今回は、こうした荷物の流れのなかで、電車での輸送の安全性確認を実証実験。次回は、地域と連携した農産品輸送や、販売を実験し、駅での農産品販売ニーズについて調査する。

北海道新幹線に佐川急便の荷物が載る

青函トンネルを通る北海道新幹線に佐川急便の荷物を載せて運ぶ実証実験も1月21日から始まった。

荷物の流れは、佐川急便函館営業所(13km:トラック)北海道新幹線 新函館北斗駅(149km:北海道新幹線)新青森駅(4km:トラック)佐川急便青森営業所を結ぶ、トラック・新幹線・トラックの連携。

佐川急便は、北海道・本州間の輸送ネットワークの効率化を図り、配送品質を向上させたい構え。これまでより短いリードタイムの輸送をめざす。
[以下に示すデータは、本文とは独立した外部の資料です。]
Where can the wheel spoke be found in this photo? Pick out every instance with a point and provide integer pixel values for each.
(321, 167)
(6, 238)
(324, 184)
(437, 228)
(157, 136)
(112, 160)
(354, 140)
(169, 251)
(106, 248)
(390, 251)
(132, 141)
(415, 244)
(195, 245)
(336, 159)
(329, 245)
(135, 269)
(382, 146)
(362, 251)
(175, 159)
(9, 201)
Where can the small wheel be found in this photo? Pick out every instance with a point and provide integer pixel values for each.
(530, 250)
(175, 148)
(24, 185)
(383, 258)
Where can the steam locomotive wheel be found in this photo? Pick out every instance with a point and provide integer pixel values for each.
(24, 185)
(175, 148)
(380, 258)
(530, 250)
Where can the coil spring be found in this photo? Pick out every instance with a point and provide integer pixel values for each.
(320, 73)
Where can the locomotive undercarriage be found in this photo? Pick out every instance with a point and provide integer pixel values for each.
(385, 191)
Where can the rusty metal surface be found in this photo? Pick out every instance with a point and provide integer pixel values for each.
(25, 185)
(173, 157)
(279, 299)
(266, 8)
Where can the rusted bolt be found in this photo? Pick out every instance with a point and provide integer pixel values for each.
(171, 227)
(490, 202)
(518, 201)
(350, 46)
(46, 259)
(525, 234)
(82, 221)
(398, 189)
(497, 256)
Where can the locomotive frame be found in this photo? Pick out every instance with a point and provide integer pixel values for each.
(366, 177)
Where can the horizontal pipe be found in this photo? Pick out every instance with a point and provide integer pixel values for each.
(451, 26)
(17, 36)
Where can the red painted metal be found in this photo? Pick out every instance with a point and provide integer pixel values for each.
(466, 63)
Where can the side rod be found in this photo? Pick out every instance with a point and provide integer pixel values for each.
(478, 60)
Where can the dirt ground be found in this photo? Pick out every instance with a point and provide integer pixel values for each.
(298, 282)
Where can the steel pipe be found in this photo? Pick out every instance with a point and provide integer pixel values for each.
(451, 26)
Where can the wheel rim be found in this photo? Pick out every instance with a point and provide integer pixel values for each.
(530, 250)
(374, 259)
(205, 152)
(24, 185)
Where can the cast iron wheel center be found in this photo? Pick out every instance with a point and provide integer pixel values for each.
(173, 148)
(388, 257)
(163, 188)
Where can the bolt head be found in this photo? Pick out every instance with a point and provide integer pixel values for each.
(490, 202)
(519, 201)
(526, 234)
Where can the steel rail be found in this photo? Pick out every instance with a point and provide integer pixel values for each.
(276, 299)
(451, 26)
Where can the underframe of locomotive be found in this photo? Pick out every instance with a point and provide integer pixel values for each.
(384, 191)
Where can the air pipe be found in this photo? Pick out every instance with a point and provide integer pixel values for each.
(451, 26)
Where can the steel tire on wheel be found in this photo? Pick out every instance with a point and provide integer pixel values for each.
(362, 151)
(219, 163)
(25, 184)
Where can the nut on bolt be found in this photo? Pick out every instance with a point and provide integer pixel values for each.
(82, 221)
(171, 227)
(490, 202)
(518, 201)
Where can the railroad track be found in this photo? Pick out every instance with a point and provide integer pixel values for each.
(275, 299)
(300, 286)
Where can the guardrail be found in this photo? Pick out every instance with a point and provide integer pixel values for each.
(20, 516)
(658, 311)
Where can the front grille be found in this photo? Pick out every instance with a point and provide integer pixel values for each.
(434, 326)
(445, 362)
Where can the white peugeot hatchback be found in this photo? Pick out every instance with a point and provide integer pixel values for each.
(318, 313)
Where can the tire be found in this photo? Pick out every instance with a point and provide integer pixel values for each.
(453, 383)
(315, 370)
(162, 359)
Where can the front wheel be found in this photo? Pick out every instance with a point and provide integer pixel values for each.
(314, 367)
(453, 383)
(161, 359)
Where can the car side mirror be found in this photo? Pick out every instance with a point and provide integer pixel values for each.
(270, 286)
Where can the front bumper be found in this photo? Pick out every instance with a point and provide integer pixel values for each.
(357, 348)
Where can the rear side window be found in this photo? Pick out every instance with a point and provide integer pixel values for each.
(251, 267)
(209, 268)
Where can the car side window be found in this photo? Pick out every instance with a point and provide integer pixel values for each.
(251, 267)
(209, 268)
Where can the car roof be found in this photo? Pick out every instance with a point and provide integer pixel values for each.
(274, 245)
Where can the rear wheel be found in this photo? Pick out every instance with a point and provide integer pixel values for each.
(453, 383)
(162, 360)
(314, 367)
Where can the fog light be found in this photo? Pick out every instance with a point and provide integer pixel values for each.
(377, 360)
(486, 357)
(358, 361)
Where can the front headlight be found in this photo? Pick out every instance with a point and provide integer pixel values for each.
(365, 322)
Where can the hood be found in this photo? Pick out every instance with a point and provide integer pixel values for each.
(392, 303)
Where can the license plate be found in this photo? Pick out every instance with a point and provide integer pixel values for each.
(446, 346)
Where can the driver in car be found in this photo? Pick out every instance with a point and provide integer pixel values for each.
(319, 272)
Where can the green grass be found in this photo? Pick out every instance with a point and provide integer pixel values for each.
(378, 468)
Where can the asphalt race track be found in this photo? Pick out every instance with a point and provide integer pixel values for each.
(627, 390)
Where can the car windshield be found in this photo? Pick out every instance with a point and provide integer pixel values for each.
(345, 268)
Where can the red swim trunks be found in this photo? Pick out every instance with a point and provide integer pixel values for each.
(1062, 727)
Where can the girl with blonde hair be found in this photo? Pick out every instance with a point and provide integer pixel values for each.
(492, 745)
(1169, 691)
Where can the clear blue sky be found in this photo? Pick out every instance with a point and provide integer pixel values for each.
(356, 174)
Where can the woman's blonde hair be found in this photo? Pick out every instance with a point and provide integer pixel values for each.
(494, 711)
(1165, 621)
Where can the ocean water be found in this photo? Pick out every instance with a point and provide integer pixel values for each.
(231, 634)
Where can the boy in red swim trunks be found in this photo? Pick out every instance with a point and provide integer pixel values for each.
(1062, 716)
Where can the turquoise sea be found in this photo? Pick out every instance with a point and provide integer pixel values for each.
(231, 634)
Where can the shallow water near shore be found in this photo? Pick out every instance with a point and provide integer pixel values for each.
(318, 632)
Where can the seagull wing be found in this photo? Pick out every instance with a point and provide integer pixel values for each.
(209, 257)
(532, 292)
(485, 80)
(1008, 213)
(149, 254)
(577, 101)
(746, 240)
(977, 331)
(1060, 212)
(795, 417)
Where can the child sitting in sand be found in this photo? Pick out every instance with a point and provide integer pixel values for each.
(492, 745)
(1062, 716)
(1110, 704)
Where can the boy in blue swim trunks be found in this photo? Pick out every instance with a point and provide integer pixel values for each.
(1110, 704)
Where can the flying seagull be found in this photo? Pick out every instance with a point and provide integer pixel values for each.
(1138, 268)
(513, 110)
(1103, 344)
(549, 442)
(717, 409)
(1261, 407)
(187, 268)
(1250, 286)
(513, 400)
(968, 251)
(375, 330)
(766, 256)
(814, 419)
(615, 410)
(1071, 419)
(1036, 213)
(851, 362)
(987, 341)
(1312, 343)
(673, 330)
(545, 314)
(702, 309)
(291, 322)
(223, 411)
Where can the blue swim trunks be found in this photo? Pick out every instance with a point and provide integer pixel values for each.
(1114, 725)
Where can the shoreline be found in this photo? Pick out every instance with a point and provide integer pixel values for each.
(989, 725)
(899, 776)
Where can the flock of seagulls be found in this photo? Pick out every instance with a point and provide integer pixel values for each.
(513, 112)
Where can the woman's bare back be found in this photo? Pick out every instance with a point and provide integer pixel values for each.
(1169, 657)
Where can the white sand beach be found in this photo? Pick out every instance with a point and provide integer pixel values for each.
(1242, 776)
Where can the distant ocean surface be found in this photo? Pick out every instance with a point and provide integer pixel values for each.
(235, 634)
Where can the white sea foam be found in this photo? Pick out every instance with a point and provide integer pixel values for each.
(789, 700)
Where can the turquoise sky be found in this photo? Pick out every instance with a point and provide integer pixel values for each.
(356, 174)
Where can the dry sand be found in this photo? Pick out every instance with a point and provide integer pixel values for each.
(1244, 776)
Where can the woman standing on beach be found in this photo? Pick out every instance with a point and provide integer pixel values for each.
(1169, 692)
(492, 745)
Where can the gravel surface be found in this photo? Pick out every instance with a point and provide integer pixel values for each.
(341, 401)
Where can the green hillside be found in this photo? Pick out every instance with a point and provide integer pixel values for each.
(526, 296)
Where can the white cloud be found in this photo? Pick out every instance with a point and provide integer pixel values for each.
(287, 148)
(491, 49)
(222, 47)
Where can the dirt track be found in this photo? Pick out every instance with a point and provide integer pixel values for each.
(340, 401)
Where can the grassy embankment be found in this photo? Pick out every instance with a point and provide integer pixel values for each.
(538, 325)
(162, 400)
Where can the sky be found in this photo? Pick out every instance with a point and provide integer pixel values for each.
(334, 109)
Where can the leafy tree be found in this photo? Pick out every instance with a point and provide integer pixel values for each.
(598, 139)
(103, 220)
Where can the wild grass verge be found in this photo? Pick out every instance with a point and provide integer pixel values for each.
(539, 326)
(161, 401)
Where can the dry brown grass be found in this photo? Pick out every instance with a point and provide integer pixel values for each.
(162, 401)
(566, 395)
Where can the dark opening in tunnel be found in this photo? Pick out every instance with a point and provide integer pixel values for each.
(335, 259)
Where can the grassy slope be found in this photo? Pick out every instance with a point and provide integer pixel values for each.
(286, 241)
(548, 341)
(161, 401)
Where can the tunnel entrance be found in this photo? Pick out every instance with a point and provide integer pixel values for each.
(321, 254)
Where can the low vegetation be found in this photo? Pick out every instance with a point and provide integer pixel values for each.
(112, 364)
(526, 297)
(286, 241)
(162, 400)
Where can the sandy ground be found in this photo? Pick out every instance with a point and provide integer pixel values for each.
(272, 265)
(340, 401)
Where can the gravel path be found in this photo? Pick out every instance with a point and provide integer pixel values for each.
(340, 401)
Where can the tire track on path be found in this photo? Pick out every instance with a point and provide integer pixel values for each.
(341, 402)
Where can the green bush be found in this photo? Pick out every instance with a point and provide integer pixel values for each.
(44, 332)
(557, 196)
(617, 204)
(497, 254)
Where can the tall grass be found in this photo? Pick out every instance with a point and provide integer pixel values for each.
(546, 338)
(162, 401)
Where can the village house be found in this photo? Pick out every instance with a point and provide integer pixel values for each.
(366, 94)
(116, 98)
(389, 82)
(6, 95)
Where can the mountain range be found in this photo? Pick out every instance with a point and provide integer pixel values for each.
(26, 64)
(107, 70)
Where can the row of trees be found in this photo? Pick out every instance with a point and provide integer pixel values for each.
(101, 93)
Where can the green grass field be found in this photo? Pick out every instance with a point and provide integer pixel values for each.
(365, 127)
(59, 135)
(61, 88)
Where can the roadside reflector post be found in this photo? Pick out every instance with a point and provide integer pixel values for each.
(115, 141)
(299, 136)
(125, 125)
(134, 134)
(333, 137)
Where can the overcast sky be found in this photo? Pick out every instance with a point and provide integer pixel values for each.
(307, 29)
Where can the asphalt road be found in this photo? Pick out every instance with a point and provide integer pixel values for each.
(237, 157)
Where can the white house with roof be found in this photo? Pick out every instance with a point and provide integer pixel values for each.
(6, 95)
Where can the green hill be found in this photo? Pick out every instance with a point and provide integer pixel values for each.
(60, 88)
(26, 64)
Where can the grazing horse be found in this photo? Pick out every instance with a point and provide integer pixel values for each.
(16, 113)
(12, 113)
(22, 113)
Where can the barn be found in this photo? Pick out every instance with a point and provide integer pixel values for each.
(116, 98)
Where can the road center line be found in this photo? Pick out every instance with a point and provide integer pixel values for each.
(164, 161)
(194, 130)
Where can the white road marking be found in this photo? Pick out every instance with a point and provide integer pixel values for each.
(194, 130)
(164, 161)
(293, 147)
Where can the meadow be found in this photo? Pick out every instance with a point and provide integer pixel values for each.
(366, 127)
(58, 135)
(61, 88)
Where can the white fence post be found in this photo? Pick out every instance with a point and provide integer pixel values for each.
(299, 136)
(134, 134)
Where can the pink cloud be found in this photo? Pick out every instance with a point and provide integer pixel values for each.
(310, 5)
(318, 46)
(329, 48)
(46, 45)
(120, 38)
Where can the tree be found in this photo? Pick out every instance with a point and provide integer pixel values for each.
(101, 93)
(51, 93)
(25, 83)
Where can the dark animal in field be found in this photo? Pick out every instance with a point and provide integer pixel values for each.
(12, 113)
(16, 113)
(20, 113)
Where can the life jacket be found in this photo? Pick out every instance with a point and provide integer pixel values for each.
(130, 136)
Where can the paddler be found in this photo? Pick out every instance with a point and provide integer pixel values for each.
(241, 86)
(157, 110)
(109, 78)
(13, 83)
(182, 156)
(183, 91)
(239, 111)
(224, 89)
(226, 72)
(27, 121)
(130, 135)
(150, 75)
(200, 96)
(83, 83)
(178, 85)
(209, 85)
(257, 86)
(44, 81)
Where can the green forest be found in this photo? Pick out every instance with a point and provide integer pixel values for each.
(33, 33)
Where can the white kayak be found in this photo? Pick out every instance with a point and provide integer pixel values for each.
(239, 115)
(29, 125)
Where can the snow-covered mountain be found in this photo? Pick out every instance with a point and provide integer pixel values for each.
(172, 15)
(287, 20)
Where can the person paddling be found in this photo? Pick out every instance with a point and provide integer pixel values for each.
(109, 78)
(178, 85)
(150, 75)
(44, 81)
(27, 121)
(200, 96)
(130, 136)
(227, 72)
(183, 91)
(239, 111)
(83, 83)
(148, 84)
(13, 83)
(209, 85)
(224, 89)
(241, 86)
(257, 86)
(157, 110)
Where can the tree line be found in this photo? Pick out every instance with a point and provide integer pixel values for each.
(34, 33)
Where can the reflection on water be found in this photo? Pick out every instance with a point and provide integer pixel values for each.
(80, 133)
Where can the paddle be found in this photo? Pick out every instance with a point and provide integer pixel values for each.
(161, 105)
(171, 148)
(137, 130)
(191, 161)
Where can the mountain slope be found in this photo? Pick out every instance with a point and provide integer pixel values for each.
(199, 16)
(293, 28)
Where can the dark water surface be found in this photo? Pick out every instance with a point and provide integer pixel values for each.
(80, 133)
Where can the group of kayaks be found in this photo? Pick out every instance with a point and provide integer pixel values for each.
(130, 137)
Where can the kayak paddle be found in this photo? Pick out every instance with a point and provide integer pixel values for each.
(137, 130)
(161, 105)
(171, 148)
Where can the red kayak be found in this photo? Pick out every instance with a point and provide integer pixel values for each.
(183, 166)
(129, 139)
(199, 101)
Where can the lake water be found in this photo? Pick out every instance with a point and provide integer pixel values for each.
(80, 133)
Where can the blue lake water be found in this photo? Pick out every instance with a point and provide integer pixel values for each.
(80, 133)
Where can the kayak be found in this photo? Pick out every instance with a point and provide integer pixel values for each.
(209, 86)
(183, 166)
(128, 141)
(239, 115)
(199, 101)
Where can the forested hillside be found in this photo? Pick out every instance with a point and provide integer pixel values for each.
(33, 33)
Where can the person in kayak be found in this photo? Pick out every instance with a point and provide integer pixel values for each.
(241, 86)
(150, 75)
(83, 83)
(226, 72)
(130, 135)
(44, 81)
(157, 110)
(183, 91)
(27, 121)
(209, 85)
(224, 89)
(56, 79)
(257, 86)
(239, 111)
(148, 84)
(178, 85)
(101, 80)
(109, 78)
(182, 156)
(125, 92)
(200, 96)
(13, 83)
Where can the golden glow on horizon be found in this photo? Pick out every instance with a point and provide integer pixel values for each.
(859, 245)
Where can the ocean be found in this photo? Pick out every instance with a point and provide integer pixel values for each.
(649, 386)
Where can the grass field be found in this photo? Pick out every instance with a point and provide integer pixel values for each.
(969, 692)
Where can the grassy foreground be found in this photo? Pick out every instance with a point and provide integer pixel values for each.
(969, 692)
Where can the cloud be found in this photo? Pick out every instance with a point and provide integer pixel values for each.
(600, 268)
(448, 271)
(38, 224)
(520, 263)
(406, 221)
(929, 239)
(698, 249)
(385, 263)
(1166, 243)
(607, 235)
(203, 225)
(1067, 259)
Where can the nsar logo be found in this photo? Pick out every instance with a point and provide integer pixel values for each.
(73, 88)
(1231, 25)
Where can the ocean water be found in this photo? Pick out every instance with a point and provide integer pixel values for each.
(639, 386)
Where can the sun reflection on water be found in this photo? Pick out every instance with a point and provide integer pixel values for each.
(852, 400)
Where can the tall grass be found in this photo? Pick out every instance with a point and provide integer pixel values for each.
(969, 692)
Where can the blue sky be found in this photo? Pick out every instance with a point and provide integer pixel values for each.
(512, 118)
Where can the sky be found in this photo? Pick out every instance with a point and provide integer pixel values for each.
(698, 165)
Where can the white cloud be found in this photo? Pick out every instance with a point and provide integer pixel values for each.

JR北海道は、北海道新幹線を有効活用できることからこの貨客混載実証実験に参画した。

両社は今後、北海道新幹線 新函館北斗~新青森駅で、客室内へ宅配便荷物を収納した専用ボックスを積載しての輸送を検討する。

JR貨物も「新幹線での貨物輸送というビジョンはある」

旅客列車で荷物を運ぶシーンが定着すると、JR貨物の仕事がなくなる? とも思う。

JR貨物は「宅配業などによる小口荷物と、大量輸送ニーズの貨物とは少し違う。むしろ、トラックドライバー不足やCO2排出という課題をいっしょに解決できる策として、鉄道へのモーダルシフトとして、いっしょに取り組みたい」と教えてくれた。

また、JR貨物としても「新幹線を活用した貨物輸送について前向きにビジョンを構想している」とも伝えていた。

1月8日に公表したJR貨物グループ長期ビジョン2030には、「物流イノベーションや既存鉄道インフラの有効活用(人流・物流の一体化による鉄道事業の持続性向上)として貨物新幹線の検討を推進」というメッセージも記されている。